La convergence fiscale avec l'Allemagne est, en réalité, un objectif largement irréaliste et dont il n'est pas sûr qu'il soit vraiment poursuivi. Le niveau et surtout la structure de ce qu'il est convenu les « prélèvements obligatoires » (fiscalité et cotisations sociales, en fait la part du revenu national qui est socialisée) est un legs de l'histoire et des luttes sociales en particulier. Prétendre harmoniser la fiscalité française en l'alignant sur celle de l'Allemagne tient donc sans doute d'une manœuvre politique à l'heure où s'approchent d'importantes échéances électorales.

Cette observation n'enlève rien au fait qu'une réforme fiscale s'impose en France qui réhabiliterait l'impôt afin que celui-ci retrouve ses deux missions fondamentales : une plus grande équité sociale (laquelle passe aujourd'hui par une taxation accrue des dividendes et des hauts revenus) et le financement de services publics de qualité (éducation, santé, transports, logement social).

Une véritable convergence avec l'Allemagne consisterait en fait à nous interroger sur nos fondamentaux comparés.

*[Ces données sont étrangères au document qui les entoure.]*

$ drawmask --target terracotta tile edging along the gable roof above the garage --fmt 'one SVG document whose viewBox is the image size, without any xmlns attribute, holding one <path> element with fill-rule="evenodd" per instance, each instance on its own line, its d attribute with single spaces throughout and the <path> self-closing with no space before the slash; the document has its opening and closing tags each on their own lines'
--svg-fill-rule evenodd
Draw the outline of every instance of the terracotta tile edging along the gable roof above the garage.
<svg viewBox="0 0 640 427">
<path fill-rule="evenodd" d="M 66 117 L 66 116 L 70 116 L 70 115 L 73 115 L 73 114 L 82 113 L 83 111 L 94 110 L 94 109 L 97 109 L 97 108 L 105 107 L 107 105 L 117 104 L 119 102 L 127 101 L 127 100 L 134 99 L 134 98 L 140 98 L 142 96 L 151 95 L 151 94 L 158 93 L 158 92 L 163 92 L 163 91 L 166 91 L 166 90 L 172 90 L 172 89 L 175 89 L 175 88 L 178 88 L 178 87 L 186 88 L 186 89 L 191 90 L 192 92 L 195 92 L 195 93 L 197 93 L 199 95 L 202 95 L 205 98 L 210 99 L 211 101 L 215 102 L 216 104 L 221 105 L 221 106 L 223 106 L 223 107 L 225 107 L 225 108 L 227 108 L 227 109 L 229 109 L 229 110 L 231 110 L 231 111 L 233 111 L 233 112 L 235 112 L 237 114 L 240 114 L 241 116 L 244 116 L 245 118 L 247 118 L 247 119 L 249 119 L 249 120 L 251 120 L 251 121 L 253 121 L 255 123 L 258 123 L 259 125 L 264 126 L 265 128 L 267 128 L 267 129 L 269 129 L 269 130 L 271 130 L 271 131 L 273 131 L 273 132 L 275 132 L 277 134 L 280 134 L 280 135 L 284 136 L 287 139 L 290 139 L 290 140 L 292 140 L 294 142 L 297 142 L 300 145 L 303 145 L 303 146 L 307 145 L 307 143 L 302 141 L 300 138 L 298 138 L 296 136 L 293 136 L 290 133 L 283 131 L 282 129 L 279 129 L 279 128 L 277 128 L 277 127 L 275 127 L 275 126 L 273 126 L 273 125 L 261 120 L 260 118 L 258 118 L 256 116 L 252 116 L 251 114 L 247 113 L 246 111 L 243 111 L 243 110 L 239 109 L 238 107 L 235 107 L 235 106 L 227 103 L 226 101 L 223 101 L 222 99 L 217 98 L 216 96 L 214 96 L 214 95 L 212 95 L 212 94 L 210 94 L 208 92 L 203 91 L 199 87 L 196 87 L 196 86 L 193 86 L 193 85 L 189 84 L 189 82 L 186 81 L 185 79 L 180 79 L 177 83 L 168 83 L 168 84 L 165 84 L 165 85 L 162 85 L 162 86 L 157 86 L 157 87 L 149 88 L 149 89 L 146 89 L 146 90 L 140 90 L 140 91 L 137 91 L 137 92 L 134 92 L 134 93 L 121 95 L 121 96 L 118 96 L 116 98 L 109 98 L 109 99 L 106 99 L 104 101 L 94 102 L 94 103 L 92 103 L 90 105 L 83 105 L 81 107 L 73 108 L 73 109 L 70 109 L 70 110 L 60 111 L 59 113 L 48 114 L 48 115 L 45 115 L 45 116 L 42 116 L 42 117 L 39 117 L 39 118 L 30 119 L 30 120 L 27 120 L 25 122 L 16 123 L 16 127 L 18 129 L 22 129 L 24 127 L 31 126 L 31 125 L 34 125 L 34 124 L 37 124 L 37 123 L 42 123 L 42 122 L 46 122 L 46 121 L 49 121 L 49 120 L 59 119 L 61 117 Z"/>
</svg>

Si les déficits publics allemands sont aujourd'hui moins élevés, c'est que la croissance économique de ce pays est désormais plus soutenue. Cette croissance, l'Allemagne la doit très largement -comme cela est souvent souligné- aux performances de son industrie. Celle-ci reste très puissante (26% du Pib contre 14% en France), appuyée à la fois sur de grands groupes et sur son tissu dense de PMI.

Les deux raisons du succès de l'industrie allemande sont, d'une part, un fort ancrage territorial, d'autre part, des produits à forte valeur ajoutée dont les ventes sont peu sensibles au prix. Le destin des groupes français, a contrario, est de plus en plus distendu de celui de la France. Ceci est bien illustré par le cas de l'industrie automobile française dont la majeure partie de la production et des usines est aujourd'hui, à la différence de sa consœur allemande, délocalisée. L'industrie allemande reste ainsi globalement une industrie exportatrice, ce qui signifie qu'elle continue de produire sur le sol allemand des produits à qualité élevée.

On objectera -cette antienne étant répétée à satiété en France à gauche comme à droite- que les entreprises allemandes ont fortement réduit le coût salarial depuis dix ans. Ceci est exact. Mais contrairement à ce qui est affirmé à longueur d'articles dans la Presse française, le motif de cette baisse n'est pas l'amélioration de la compétitivité (voire un comportement non coopératif avec les autres pays européens) -celle-ci n'étant pas basée sur les prix- mais celui de l'augmentation jugée indispensable de la rentabilité.
De ce point de vue-là -malheureusement- l'Allemagne et la France convergent bien (même si avec une intensité plus forte en France) dans la perspective d'un capitalisme financiarisé.